Top Ten 2003

Die am meisten vernachlässigten Themen

Im Jahr 2003 gab es eine Fülle wichtiger Themen, über die in den Medien unzureichend berichtet wurde. Die Initiative Nachrichtenaufklärung und das Netzwerk Recherche haben am 7. Februar 2004 die Top Ten der vernachlässigten Themen 2003 vorgelegt. Die Untersuchung und Analyse der Themen wurde von Journalisten, Wissenschaftlern und Studierenden der Journalistik vorgenommen.

Auf Platz 1 der Liste setzte die Jury das Thema „Korruption: Deutsche Unternehmen schmieren im Ausland“. Deutsche Unternehmen bestechen Auftraggeber im Ausland. So berichtete etwa die ghanaische Zeitung „Accra Mail“, dass Daimler-Chrysler Offiziere der ghanaischen Streitkräfte bestochen habe. In der Folge tauschte die ghanaische Regierung nicht nur den militärischen Kontaktpartner zu Daimler-Chrysler, sondern auch die gesamte Militärführung aus. Die OECD fordert von Deutschland, wirksamer gegen die Bestechung ausländischer Amtsträger durch deutsche Firmen vorzugehen. Noch immer gibt es kein bundesweites Zentralregister auffälliger Unternehmen und keine rechtliche Absicherung von Informanten.
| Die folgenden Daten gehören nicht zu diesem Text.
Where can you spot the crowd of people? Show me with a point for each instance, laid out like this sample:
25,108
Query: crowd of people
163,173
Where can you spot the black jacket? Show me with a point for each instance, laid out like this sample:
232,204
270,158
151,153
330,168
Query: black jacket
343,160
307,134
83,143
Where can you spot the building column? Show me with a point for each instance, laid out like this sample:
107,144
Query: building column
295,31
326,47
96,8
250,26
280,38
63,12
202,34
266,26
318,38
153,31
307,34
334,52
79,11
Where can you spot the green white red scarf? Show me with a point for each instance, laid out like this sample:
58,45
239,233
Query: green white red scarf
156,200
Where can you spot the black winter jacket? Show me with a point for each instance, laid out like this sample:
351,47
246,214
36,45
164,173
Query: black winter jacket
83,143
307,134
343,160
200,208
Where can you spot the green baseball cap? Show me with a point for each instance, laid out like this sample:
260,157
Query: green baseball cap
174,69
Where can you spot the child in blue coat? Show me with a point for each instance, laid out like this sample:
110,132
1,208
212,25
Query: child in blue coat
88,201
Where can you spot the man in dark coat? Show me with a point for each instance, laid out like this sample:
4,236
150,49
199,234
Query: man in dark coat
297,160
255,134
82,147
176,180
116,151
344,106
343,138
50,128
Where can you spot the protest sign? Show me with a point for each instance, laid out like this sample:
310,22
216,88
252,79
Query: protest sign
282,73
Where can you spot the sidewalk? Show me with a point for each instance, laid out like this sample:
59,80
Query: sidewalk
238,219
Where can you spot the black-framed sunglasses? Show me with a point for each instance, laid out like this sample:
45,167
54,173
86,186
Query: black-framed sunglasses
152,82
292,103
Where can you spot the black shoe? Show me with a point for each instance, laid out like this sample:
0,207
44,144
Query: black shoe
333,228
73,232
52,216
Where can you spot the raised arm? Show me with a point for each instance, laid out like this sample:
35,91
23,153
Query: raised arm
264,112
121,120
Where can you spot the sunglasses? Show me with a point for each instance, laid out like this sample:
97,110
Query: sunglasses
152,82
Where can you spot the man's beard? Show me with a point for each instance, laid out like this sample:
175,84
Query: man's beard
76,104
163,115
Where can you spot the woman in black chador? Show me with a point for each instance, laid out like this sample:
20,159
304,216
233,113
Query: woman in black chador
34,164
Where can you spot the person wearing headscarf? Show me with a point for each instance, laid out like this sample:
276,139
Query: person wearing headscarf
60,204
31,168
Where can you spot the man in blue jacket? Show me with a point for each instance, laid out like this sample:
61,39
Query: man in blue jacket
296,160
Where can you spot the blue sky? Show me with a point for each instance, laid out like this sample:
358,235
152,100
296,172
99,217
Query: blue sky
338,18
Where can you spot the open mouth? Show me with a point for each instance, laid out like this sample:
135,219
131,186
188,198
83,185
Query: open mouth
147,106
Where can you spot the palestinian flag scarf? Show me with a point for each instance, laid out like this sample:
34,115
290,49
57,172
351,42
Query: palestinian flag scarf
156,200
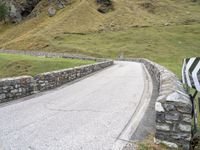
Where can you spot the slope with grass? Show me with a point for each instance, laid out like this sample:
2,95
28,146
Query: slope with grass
82,17
16,65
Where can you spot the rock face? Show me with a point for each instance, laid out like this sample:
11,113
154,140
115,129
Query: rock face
19,9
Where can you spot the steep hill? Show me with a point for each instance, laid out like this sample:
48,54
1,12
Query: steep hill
82,17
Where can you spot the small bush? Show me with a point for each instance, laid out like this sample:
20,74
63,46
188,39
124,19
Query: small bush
3,12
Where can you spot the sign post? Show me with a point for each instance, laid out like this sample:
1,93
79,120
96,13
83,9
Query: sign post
191,78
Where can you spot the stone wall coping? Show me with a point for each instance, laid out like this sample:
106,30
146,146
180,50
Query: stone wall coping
173,107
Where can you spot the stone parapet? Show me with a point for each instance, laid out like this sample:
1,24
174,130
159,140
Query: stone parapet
18,87
173,107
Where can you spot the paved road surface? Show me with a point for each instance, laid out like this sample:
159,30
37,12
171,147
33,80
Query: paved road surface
99,112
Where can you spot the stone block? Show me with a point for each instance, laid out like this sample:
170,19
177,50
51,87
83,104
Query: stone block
172,116
185,127
163,127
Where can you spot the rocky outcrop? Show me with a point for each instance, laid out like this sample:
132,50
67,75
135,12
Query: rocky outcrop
19,9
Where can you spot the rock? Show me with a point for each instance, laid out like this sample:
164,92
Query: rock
51,12
106,6
172,117
184,127
169,144
187,118
15,16
169,107
19,9
163,127
2,96
158,107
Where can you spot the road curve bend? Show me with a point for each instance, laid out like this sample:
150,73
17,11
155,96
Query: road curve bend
99,112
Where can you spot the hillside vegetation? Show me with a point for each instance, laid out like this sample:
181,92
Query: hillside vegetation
81,16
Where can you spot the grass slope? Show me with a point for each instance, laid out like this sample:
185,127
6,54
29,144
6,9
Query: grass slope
16,65
83,17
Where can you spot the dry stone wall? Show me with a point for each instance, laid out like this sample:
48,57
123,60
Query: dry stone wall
53,79
173,108
14,88
50,54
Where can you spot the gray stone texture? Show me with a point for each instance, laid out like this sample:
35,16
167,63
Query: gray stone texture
173,107
14,88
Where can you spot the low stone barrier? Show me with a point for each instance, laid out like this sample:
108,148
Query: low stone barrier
54,79
173,108
50,54
14,88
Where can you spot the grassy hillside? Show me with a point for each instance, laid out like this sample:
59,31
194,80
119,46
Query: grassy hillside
166,45
16,65
83,17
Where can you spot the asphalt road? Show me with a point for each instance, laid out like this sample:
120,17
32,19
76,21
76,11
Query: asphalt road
100,112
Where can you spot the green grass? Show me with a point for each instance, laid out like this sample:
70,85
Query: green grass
166,45
16,65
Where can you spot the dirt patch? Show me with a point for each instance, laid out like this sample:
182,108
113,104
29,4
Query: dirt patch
148,5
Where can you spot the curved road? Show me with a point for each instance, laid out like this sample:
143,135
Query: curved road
99,112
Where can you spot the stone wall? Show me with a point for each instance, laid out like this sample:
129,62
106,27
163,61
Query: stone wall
173,108
51,54
53,79
14,88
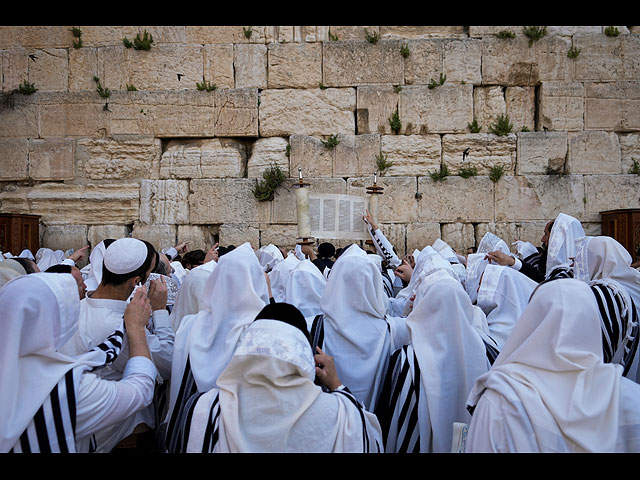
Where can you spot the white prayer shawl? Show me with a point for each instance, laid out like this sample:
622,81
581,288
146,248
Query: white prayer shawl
236,291
549,390
268,402
451,354
357,331
562,241
304,288
278,276
269,256
39,315
503,296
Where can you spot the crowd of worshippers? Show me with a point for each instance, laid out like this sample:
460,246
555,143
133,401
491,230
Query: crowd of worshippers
503,348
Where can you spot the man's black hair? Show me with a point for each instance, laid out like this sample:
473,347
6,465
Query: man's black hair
110,278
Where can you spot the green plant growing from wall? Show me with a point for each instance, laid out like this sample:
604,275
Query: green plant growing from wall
272,178
534,33
441,174
331,142
77,37
466,172
382,163
611,31
394,122
496,172
502,126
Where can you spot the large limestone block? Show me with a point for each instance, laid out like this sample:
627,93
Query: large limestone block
539,197
98,233
561,106
160,236
203,158
538,150
398,202
479,150
218,65
421,234
444,109
285,112
376,105
594,152
14,159
225,200
284,202
117,158
610,192
166,67
164,201
612,106
459,236
59,203
51,159
236,112
353,63
355,155
250,65
295,65
267,152
311,155
411,154
456,199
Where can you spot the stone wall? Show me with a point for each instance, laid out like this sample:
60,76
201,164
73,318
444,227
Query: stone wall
169,162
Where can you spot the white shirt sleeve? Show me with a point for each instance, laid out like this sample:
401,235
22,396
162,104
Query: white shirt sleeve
101,403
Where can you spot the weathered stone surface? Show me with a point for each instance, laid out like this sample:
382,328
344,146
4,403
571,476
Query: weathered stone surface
117,159
376,105
236,113
75,204
160,236
285,112
539,197
352,63
561,106
594,152
444,109
440,201
250,65
485,150
14,159
206,158
164,201
284,202
411,154
355,155
538,150
610,192
295,65
421,234
612,106
311,155
226,200
398,202
51,159
98,233
267,152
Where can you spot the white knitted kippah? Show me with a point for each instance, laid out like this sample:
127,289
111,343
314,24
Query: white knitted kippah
125,255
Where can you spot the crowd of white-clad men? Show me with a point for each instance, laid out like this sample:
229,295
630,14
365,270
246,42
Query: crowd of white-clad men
502,348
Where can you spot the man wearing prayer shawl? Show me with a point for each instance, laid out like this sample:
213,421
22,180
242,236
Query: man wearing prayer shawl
549,389
266,400
236,291
358,333
52,402
127,263
428,379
Auch die Machtverschiebung nach Brüssel ist wenig transparent (Platz 2 der Liste). Mehr als die Hälfte der Gesetzgebung in deutschen Parlamenten wird inzwischen auf EU-Ebene vorbestimmt. Über diese Entscheidungsstrukturen wie über europäische Themen generell wird in den Medien zu wenig informiert: Nur 0,4 bis drei Prozent der wichtigsten Fernsehnachrichten konzentrieren sich auf die Europäische Union; in den überregionalen Tageszeitungen liegt die Quote unwesentlich höher.

Ebenfalls unzureichend berichteten die Medien über die mangelnde Hochwassersicherheit von Chemieanlagen (3. Platz). Treten bei einer Überschwemmung Chemikalien aus, sind Mensch und Natur besonders gefährdet. Die bisher geltenden Standards stammen teilweise aus den 20er Jahren des vorigen Jahrhunderts und müssen dringend den gewandelten Klimabedingungen angepasst werden. Obwohl zum Thema Hochwasser viel berichtet wurde, ist auf die besondere Problematik bei Chemieanlagen nur unzureichend hingewiesen worden.

Die weiteren Themen bis zum Platz 10 sind: Greenwash – Unternehmen und ihr ökologischer Deckmantel („Grüne PR“); Auslandsgeschäfte mit Giften und Pestiziden – die Doppelstandards der Industrie; Konsequenzen von Resolutionen der Vereinten Nationen; Sozialhilfeempfänger – Unbekannte Chancen für Selbstständigkeit ; Das verschwundene Stasi-Vermögen; Leistungen für Asylbewerber weit unter Sozialhilfeniveau und fehlende Rechte von US-Besatzungskindern.